Extract text from PDF documents with multiple extraction modes. Automatically detects scanned documents and applies OCR when needed. Supports plain text, positional blocks, word-level, and structured JSON output.

Content-Type: multipart/form-data

Parameters

ParameterTypeDefaultDescription
file requiredfileThe PDF file to extract text from.
extraction_modestringtextExtraction mode.
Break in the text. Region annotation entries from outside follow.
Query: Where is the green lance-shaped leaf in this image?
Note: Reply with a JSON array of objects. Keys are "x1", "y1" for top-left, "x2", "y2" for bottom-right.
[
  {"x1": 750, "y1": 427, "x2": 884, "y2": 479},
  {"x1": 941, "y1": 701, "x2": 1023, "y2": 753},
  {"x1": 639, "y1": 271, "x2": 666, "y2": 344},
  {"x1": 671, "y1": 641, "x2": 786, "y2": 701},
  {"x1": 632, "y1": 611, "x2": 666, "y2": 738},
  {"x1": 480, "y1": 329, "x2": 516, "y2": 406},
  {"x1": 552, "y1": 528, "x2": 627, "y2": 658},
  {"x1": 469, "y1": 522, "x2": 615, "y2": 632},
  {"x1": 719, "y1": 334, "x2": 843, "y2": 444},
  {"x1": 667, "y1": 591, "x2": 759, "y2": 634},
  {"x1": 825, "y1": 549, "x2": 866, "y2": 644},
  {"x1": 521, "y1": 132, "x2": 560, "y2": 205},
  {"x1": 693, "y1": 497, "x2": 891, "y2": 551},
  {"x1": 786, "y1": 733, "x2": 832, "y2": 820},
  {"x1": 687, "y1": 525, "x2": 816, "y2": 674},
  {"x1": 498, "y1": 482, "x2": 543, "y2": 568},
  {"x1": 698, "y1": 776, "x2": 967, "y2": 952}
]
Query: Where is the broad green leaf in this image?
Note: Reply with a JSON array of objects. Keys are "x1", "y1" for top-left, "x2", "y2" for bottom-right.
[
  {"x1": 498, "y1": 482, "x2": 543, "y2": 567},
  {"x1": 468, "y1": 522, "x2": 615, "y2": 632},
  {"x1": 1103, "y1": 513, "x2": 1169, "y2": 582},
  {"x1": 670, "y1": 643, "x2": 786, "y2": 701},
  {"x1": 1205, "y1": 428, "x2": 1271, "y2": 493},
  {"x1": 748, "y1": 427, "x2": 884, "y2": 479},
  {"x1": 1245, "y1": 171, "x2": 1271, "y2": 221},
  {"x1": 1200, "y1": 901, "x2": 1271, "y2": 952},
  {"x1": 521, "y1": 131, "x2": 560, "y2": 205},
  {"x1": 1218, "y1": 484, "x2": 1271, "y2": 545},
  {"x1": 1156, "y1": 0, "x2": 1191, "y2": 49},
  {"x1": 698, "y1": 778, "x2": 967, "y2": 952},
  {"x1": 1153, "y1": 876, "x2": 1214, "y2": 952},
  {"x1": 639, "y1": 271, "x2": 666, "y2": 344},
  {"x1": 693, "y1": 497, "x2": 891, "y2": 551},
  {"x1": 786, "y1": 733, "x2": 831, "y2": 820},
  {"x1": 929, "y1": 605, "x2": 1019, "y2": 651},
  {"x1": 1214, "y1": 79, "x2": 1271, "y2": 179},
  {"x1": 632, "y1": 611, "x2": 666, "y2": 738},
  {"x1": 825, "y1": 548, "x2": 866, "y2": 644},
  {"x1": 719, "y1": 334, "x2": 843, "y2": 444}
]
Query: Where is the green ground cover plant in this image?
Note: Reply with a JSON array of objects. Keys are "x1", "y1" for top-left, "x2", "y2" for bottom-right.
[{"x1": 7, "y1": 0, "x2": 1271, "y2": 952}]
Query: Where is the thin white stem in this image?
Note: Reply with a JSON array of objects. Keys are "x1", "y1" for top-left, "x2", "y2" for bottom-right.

Options: text, blocks, words, json.
preserve_layoutbooleantrueAttempt to preserve the original spatial layout of text on each page.
include_metadatabooleanfalseInclude PDF metadata (author, title, creation date, etc.) in the response.
page_separatorstring\n\n---\n\nString inserted between pages in the extracted text output.
enable_ocrbooleantrueAutomatically apply OCR to scanned or image-based pages.
ocr_enginestringautoOCR engine to use. Options: tesseract, openai, auto.

Code Examples

cURL
curl -X POST "https://app.alternapdf.com/api/v1/convert/pdf-to-text" \
  -H "X-API-Key: YOUR_API_KEY" \
  -F "file=@document.pdf" \
  -F "extraction_mode=text" \
  -F "preserve_layout=true" \
  -F "enable_ocr=true" \
  -F "ocr_engine=auto"
Python
import requests

url = "https://app.alternapdf.com/api/v1/convert/pdf-to-text"
headers = {"X-API-Key": "YOUR_API_KEY"}

with open("document.pdf", "rb") as f:
    files = {"file": ("document.pdf", f, "application/pdf")}
    data = {
        "extraction_mode": "text",
        "preserve_layout": "true",
        "enable_ocr": "true",
        "ocr_engine": "auto",
    }
    response = requests.post(url, headers=headers, files=files, data=data)

result = response.json()
print(result["text"])
JavaScript
const formData = new FormData();
formData.append("file", fs.createReadStream("document.pdf"));
formData.append("extraction_mode", "text");
formData.append("preserve_layout", "true");
formData.append("enable_ocr", "true");
formData.append("ocr_engine", "auto");

const response = await fetch("https://app.alternapdf.com/api/v1/convert/pdf-to-text", {
  method: "POST",
  headers: {
    "X-API-Key": "YOUR_API_KEY",
  },
  body: formData,
});

const result = await response.json();
console.log(result.text);

Response

Returns a JSON object containing the extracted text and processing details.

JSON Response
{
  "status": "success",
  "filename": "document.pdf",
  "extraction_mode": "text",
  "text": "Extracted text content from the PDF document...\n\n---\n\nPage 2 content...",
  "text_length": 4523,
  "ocr_used": true,
  "ocr_engine": "tesseract",
  "ocr_confidence": 0.94,
  "total_pages": 5,
  "processing_time_seconds": 2.31
}
FieldTypeDescription
statusstringProcessing status. Always success on 200.
filenamestringName of the uploaded file.
extraction_modestringThe extraction mode that was used.
textstringThe extracted text content.
text_lengthintegerCharacter count of the extracted text.
ocr_usedbooleanWhether OCR was applied to any pages.
ocr_enginestring?OCR engine used, if OCR was applied.
ocr_confidencenumber?OCR confidence score (0-1), if OCR was applied.
total_pagesinteger?Number of pages processed.
processing_time_secondsnumber?Total processing time in seconds.